6 best practices for selling or transferring your business

Selling or transferring a business can be a life-changing event. The event is the culmination of years of hard work and often results in the monetization of your largest, albeit most illiquid, asset.
That said, the process requires forethought and planning. The best outcomes are realized through years of advanced planning. Assemble a team of advisors who will lead you through each step along this journey so you can ensure the most favorable outcome. BMO Wealth Management shares six best practices to guide you in the pursuit of a sale or transfer of a business.
"I want to monetize my company's value" → Find a strategic buyer and achieve the highest value possible.
"I want to continue to grow the business" → Transition to a trusted partner or someone who shares your vision.
"I want to keep it in the family" → Pass the family enterprise to the next generation.
Each path takes time to execute, so start years before any planned transfer. Assemble a team of trusted advisors, include corporate and estate lawyers, accountants, exit planning advisors, and bankers. Consider time to train and mentor your successors. By starting early, you’ll have enough time to make tax-efficient gifts or sales to your family to community.
Knowing the realistic value of your business helps ensure you avoid surprises when considering offers.

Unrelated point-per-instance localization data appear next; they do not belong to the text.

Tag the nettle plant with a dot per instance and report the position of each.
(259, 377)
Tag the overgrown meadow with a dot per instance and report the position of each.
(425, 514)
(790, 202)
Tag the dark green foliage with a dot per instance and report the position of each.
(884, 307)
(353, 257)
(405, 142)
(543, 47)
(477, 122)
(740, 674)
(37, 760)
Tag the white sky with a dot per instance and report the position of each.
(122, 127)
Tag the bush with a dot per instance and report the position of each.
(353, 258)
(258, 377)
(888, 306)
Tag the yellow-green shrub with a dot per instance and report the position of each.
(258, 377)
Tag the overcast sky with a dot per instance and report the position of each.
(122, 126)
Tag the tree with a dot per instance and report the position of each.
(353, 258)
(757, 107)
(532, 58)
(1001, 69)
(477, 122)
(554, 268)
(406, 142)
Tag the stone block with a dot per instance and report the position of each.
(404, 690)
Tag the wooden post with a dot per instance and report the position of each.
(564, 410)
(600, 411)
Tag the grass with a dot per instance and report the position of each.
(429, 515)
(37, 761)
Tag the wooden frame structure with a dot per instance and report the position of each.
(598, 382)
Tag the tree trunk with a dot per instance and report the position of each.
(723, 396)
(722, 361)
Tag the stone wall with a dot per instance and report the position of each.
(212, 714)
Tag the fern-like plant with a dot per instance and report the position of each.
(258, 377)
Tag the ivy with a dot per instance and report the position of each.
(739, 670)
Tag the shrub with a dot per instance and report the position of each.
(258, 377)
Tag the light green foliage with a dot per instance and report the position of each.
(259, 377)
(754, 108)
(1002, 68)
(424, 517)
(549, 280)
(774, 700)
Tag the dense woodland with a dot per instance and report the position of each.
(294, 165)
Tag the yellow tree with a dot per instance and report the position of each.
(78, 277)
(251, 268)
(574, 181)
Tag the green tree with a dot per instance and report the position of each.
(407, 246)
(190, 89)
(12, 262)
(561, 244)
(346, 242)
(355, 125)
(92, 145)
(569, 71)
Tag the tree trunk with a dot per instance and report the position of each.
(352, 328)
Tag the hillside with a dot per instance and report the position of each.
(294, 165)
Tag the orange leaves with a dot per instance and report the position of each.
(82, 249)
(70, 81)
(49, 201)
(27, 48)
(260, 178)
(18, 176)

Valuation is typically conducted by a mergers and acquisitions firm or an investment bank. A valuation conducted by a qualified appraiser with knowledge of your industry will establish a fair price for the business and will also identify areas of improvement, which if completed may increase your firm’s value. Knowing the fair market value is essential if your plans involve making gifts to family in order to have a valuation of shares or interests transferred for estate planning purposes.
This may be a financial transaction, but there are emotional aspects to any sale or purchase.
Your business has likely been one of your highest priorities for many years. Prepare emotionally to accept the change before you begin your negotiations. Are you looking forward to travel? Spending more time with family? Starting a new venture? Joining a charitable organization? We recommend you set aside some time to develop a well-crafted plan for your next chapter.
A good plan will direct you to the right type of buyer, be it an outside buyer, management, strategic partner, or family member.
You may want to stay involved in the business during a longer transition period. In that case, you’ll want a buyer who welcomes your involvement. Perhaps you feel that the future owners should stay in the community that you cherish. The negotiations are your opportunity to structure the deal with the most favorable terms for you.
Know that insisting on specific conditions may mean agreeing to a lower sale price. Some owners are willing to give up some value if it means executing a sale on their own.
A business is an illiquid asset, and a sale is often necessary to monetize the value. However, emergencies may arise that can pre-empt even the best-laid plans, such as the death of an owner.
If a business needs to sell fast, perhaps to settle an estate, that’s a less than optimal situation to obtain the best price. For starters, the right people may not be in place to take over, and the market cycle may not be as receptive as other times.
Advanced planning is vital so you can sell on your terms and realize the valuation you seek.
A sale of a business will most likely require capital gains on the appreciation of the sale or stock or interest units (if you are selling securities). In addition, there may be ordinary income and income recapture if the buyer only purchases the business’s assets. However, with early planning you may minimize some of the tax consequences of the transfer.
You may structure the sale, so you receive income payments over time, rather than one lump sum. Installment payments may lower your overall tax obligation by keeping you in a lower tax bracket. An installment sale involves some risk. In theory, by doing this, you will be financing the buyer’s purchase. If the buyer is unable to pay or the business fails, you may not realize all your payments. You may need to step back in and run the business for a time, and then begin the transition all over again.
Consult with your tax and estate planning professionals for the most tax-efficient strategies for your particular situation.